Uit het Dagboek van Scharfrichter Caspar Kruse III : Goslar, 16 september 1633 – Doop in de Sankt Stephanikirche

 Vanmorgen ben ik met Anna, die rustte op een draagbaar, en onze oudste zoon Hans Caspar naar de kerk gegaan. Onze buren, voor zover ze ons dulden, stonden stil bij de Rosentor en keken ons na met die mengeling van nieuwsgierigheid en angst die wij kennen. De Scharfrichter blijft voor velen een man van onheil, zelfs als hij zijn kind ten doop brengt.

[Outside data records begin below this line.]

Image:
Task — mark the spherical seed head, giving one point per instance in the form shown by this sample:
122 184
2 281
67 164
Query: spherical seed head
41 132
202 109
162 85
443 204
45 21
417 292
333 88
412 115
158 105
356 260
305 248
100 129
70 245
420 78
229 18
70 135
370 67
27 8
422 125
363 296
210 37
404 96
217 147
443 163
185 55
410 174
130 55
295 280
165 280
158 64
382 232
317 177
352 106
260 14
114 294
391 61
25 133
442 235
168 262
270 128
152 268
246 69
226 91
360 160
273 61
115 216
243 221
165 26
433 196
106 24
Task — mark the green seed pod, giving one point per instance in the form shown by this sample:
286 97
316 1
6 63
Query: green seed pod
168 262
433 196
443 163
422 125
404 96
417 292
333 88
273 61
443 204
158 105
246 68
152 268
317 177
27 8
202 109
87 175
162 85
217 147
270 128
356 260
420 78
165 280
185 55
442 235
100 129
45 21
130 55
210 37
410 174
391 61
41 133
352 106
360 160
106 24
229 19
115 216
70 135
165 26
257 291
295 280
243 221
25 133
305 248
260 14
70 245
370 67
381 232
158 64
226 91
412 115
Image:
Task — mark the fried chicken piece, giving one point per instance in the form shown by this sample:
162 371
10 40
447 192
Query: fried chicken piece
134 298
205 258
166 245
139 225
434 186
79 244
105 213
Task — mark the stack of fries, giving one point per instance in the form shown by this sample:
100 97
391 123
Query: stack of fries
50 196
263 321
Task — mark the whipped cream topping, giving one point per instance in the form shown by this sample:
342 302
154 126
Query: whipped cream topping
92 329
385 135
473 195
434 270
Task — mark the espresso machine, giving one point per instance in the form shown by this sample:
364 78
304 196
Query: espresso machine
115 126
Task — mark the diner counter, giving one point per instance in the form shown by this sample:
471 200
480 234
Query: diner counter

De Sankt Stephanikirche was koel en stil. De kaarsen brandden. Predikant Friedrich stond ons al op te wachten, zijn handen gewassen, zijn gewaad onberispelijk. Hij keek lang naar de kleine Wilhelm in mijn armen, maar sprak niets dan zegen. Ik stond daar voor het altaar, met het kind in mijn handen en de moeder achter mij, en ik voelde hoe iets zachts, iets groots door mijn borst trok – alsof God zelf voor even in de adem van mijn zoon sprak.

“Wilhelm,” sprak Friedrich luid en helder, terwijl hij het koude doopwater over het voorhoofd van mijn zoon liet glijden, “ik doop u in de naam des Vaders, des Zoons en des Heiligen Geestes.” En Wilhelm, Goddank, huilde. Geen schreeuw van angst, maar een levensroep, alsof hij de stad vertelde: ik ben er, en ik zal leven.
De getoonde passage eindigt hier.